Data-Driven Compilation of LFG Semantic Forms

Josef van Genabith, Louisa Sadler & Andy Way

In a recent paper (Van Genabith et al. 1999) describe a semi-automatic method for annotating tree banks with high level Lexical Functional Grammar f-structure representations. First, a CF-PSG is automatically induced from the tree bank using the method described in (Charniak, 1996). The CF-PSG is then manually annotated with functional schemata. The resulting LFG is then used to deterministically ``reparse'' the original tree bank representations simply following the c-structure defined by the original annotations, thereby inducing f-structures corresponding to the original c-structures. The annotated grammars, however, are not yet stand-alone LFGs. They cannot be used to analyse strings as opposed to strings annotated with c-structures as in the original tree bank. What is missing is the LFG account of subcategorization in terms of semantic forms and completeness and coherence constraints.
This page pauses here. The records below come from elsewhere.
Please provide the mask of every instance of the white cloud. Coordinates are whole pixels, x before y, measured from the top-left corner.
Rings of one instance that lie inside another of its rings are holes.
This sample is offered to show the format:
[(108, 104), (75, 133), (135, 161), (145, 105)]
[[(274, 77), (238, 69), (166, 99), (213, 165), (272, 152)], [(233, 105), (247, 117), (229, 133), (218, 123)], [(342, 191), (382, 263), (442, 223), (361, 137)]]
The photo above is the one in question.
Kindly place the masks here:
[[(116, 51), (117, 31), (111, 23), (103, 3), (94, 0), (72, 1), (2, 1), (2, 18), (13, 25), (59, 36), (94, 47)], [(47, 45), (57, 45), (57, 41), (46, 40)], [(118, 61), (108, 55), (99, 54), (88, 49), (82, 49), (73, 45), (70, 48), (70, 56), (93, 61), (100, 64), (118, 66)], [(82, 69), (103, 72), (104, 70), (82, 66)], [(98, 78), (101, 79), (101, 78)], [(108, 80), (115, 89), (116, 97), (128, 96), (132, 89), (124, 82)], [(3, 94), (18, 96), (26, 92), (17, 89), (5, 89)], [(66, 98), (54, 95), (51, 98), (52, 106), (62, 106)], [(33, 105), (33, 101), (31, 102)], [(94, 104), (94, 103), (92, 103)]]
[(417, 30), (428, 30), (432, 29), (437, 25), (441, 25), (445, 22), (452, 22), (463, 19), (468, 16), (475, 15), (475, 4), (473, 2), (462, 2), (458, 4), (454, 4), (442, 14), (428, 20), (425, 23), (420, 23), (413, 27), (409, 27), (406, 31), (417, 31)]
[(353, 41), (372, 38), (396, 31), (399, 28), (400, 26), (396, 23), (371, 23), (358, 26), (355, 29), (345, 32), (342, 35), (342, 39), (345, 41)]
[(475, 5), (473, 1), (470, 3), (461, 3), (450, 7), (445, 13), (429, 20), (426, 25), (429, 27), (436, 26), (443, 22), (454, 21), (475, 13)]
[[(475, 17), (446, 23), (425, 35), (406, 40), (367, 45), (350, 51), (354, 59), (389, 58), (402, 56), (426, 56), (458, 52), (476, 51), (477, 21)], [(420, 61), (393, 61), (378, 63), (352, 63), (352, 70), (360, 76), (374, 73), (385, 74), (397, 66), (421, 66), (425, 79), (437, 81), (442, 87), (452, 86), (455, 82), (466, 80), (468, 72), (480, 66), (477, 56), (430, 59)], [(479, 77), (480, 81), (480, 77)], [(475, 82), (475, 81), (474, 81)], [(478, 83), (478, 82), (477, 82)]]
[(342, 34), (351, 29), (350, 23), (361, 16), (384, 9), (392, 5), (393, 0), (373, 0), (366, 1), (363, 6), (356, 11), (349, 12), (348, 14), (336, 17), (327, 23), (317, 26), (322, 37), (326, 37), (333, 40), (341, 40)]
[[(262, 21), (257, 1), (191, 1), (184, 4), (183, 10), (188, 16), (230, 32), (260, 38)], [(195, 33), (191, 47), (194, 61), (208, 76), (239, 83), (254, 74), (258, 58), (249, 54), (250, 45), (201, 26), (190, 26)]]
In the present paper we develop an automatic method for compiling LFG semantic forms from the tree banks annotated with f-structure representations, effectively turning the grammars developed in (Van Genabith et al. 1999) into stand-alone LFG grammars. In addition, our method provides full semantic forms as PRED values for the f-structures obtained from the tree bank in (Van Genabith et al. 1999).

(To appear at EACL-99, June, Bergen, Norway).